Cronin M T, Dearden J C, Moss G P, Murray-Dickson G
School of Pharmacy and Chemistry, Liverpool John Moores University, Byrom Street, Liverpool L3 3AF, UK.
Eur J Pharm Sci. 1999 Mar;7(4):325-30. doi: 10.1016/s0928-0987(98)00041-4.
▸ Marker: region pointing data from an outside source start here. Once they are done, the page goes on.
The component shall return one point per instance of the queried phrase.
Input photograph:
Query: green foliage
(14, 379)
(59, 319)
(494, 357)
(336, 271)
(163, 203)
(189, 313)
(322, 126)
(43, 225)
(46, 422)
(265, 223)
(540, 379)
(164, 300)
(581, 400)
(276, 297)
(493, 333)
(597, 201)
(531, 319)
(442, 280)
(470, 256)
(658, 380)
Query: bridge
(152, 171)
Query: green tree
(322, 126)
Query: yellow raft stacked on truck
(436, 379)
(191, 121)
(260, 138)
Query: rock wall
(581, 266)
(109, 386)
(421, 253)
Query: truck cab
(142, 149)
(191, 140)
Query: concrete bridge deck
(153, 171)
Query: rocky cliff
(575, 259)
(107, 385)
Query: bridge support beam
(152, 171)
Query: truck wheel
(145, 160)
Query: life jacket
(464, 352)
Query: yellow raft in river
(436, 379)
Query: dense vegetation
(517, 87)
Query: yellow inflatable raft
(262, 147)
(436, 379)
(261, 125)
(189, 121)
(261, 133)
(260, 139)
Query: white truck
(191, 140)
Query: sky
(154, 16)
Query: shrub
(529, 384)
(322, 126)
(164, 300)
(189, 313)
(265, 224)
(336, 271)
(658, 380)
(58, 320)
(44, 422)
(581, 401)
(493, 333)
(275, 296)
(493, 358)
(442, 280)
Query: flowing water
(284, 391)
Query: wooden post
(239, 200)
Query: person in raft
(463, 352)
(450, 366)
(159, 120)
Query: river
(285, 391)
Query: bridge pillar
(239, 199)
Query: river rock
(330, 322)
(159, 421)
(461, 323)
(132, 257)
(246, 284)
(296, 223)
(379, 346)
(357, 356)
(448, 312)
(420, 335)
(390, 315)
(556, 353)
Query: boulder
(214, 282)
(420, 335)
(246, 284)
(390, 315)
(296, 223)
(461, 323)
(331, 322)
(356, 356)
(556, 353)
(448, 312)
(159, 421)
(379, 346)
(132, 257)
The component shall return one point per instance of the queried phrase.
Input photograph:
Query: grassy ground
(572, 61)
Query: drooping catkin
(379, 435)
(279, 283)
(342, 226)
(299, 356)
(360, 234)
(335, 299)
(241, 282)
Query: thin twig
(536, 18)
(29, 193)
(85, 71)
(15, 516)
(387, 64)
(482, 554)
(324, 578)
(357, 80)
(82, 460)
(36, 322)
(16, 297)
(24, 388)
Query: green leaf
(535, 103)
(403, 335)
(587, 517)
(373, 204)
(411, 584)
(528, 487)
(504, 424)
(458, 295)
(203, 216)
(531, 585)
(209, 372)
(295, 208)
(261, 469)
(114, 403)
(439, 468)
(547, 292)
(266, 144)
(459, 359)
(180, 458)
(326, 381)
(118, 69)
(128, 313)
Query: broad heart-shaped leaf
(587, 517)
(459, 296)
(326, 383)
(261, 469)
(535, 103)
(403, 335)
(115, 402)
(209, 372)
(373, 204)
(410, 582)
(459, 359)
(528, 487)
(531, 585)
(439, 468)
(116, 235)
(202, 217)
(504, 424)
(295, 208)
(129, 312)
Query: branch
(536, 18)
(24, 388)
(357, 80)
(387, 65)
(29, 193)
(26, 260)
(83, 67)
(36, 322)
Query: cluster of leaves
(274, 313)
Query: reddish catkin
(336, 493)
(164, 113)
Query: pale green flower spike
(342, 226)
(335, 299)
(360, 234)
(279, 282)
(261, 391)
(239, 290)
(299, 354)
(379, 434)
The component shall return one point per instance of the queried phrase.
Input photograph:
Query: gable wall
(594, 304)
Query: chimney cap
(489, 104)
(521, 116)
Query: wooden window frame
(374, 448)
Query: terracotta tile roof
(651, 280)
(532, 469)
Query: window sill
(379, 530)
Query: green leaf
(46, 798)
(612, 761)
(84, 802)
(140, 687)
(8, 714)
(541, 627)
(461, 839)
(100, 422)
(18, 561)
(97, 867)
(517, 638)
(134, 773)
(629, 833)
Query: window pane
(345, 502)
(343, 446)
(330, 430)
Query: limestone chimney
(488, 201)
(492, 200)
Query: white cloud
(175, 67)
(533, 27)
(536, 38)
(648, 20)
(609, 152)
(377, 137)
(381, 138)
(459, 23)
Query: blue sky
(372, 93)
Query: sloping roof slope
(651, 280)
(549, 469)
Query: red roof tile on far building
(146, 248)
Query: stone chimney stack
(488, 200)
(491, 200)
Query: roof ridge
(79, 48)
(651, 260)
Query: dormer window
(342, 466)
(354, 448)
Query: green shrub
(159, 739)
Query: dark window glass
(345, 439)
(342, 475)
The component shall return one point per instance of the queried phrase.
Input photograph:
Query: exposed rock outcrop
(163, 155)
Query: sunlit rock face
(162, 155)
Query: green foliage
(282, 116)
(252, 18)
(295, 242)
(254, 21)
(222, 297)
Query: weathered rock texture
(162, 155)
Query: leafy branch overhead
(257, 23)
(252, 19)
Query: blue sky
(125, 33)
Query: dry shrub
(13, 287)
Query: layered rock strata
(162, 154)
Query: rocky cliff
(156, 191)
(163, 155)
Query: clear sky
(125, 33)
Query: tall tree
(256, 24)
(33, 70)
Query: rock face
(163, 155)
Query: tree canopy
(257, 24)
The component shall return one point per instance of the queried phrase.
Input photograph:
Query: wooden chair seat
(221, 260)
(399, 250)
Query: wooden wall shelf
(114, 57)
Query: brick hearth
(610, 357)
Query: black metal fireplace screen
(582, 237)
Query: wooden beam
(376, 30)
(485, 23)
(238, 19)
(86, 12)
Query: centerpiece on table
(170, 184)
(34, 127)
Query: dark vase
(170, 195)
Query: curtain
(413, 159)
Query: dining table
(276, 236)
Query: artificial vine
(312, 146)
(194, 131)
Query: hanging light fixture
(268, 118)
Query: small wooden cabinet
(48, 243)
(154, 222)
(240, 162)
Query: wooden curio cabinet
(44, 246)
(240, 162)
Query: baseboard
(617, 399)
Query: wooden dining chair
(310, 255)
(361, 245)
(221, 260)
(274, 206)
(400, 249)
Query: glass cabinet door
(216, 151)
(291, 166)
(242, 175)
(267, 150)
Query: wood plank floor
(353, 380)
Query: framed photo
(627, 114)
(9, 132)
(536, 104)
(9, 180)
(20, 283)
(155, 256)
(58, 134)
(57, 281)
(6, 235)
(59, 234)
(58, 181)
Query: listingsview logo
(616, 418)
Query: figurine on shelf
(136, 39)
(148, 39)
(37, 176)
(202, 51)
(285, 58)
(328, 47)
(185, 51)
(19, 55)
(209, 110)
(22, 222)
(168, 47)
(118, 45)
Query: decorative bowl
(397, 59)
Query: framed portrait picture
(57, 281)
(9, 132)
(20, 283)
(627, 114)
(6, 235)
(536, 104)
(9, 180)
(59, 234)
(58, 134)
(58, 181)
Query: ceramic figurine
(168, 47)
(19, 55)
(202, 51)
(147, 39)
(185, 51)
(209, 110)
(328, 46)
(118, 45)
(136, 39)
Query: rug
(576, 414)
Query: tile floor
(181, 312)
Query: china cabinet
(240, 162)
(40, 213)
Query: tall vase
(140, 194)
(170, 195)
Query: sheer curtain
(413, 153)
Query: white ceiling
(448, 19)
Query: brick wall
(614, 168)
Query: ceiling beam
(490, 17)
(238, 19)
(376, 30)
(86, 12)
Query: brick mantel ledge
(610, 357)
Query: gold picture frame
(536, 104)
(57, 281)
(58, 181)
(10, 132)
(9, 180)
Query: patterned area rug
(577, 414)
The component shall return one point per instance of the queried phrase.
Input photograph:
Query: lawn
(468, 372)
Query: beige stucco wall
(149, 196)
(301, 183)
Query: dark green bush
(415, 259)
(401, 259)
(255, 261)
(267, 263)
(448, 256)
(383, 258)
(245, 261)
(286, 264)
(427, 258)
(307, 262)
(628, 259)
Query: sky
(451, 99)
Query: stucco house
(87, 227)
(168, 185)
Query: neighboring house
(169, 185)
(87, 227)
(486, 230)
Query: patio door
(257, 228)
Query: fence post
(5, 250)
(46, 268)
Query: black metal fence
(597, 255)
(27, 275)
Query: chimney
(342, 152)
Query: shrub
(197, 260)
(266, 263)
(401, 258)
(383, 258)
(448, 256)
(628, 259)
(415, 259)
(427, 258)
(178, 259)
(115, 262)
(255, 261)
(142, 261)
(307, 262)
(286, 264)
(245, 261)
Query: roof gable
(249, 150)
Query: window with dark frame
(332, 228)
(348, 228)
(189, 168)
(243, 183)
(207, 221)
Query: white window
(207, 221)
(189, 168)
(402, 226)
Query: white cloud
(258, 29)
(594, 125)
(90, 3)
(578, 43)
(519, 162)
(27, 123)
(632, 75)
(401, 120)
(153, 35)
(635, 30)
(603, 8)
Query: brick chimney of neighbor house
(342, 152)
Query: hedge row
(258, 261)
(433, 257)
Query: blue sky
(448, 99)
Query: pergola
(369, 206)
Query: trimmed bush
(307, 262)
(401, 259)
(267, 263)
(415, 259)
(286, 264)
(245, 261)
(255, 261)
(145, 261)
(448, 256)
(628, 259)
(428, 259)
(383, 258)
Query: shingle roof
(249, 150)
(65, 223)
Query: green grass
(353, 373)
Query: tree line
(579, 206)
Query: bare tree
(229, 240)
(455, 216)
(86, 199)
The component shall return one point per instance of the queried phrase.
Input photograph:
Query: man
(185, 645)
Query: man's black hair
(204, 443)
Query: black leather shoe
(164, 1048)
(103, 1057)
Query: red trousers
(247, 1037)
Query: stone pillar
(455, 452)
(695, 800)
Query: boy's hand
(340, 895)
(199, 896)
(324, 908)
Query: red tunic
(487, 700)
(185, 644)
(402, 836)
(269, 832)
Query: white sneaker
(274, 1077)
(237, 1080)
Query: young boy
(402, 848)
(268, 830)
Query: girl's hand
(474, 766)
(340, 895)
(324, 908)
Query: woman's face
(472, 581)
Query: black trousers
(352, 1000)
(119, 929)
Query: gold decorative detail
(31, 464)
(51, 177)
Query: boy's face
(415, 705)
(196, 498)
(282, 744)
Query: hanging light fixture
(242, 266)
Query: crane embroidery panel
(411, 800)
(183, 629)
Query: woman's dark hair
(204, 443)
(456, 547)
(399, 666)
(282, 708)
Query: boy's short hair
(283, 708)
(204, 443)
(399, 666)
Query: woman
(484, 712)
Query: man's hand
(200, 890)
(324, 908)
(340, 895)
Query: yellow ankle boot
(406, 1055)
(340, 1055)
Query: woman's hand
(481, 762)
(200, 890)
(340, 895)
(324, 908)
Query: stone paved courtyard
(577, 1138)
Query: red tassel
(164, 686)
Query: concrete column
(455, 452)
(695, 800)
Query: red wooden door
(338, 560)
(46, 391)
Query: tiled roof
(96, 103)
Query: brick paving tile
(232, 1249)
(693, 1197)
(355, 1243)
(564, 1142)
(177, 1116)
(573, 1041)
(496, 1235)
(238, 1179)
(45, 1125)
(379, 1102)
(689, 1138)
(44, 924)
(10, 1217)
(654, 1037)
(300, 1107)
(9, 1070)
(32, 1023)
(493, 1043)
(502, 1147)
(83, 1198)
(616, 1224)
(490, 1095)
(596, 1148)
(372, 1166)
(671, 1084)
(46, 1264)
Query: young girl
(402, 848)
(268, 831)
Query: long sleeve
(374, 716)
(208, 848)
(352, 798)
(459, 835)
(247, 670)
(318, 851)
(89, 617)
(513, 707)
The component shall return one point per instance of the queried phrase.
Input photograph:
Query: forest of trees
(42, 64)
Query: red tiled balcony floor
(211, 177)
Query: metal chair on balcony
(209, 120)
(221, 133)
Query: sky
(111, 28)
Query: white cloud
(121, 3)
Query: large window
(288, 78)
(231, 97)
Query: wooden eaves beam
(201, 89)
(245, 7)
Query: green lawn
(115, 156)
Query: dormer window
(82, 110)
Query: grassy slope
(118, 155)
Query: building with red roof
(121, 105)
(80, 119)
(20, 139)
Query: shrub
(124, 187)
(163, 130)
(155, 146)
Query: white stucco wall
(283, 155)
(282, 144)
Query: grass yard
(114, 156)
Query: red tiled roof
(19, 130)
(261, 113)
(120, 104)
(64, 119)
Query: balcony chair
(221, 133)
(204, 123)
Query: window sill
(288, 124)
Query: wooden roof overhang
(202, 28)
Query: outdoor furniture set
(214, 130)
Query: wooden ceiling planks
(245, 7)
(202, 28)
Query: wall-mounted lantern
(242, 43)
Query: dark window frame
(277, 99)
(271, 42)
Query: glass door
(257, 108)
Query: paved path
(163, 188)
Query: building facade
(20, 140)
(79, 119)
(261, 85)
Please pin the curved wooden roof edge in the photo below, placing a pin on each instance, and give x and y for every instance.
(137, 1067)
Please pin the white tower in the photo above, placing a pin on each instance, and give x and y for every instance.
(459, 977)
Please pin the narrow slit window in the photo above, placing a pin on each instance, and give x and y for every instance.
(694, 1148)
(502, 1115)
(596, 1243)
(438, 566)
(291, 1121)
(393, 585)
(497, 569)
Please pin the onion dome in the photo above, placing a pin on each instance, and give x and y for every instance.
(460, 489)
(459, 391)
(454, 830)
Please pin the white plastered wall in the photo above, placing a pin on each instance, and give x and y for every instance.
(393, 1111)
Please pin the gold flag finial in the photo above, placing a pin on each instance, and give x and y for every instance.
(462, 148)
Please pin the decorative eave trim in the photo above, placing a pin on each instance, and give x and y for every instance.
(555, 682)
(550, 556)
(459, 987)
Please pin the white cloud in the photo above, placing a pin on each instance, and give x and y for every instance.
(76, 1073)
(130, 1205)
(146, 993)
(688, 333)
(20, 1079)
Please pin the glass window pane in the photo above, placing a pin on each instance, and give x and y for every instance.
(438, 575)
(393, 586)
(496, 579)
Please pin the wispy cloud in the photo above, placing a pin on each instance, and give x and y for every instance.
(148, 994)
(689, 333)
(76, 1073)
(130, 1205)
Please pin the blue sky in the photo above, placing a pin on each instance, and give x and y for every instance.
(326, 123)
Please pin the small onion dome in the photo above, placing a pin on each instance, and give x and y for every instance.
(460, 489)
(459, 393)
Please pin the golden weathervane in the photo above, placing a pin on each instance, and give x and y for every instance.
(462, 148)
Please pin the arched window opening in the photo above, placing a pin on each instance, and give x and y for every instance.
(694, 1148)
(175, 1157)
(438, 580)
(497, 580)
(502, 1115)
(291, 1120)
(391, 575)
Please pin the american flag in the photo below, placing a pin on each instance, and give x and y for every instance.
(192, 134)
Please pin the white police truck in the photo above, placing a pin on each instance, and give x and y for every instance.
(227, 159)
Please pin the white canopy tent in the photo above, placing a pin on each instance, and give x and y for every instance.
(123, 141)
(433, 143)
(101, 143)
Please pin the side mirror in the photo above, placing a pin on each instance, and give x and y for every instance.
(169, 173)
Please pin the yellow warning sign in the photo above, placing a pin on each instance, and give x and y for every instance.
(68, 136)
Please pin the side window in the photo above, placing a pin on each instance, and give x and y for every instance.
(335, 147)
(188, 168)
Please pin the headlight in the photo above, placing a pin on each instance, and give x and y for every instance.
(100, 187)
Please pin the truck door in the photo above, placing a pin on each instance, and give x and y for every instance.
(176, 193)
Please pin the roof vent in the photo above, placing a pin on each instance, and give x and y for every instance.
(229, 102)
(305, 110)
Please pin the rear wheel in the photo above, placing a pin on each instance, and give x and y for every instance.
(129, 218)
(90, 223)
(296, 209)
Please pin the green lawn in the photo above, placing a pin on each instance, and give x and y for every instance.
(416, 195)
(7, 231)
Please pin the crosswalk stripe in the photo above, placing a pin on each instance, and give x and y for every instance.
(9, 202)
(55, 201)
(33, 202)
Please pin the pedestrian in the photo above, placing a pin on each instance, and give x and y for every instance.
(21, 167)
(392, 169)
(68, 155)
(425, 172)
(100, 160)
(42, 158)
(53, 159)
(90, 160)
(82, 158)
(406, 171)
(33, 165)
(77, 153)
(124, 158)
Permeability coefficients for 114 compounds across excised human skin in vitro were taken from Kirchner et al. Forty-seven descriptors were calculated encompassing the relevant physicochemical parameters of the compounds. Quantitative structure-permeability relationships (QSPRs) were developed using least-squares regression analysis. A two-parameter QSPR, describing the permeability coefficients (Kp) across excised skin, was obtained: log Kp=0.772 log P -0.0103 Mr - 2.33 where log P is the logarithm of the octanol-water partition coefficient and Mr is molecular mass. This equation indicates that percutaneous absorption is mediated by the hydrophobicity and the molecular size of the penetrant. Comparison with a QSPR based on penetration across a synthetic (polydimethylsiloxane) membrane suggests that the mechanisms of drug flux across polydimethylsiloxane membranes and excised human skin are significantly different.
114种化合物在体外切除的人体皮肤上的渗透系数取自基希纳等人的研究。计算了47个描述符,涵盖了这些化合物的相关物理化学参数。使用最小二乘法回归分析建立了定量结构-渗透关系(QSPR)。得到了一个描述切除皮肤渗透系数(Kp)的双参数QSPR:log Kp = 0.772 log P - 0.0103 Mr - 2.33,其中log P是辛醇-水分配系数的对数,Mr是分子量。该方程表明,经皮吸收由渗透剂的疏水性和分子大小介导。与基于穿过合成(聚二甲基硅氧烷)膜的渗透的QSPR进行比较表明,药物穿过聚二甲基硅氧烷膜和切除的人体皮肤的通量机制显著不同。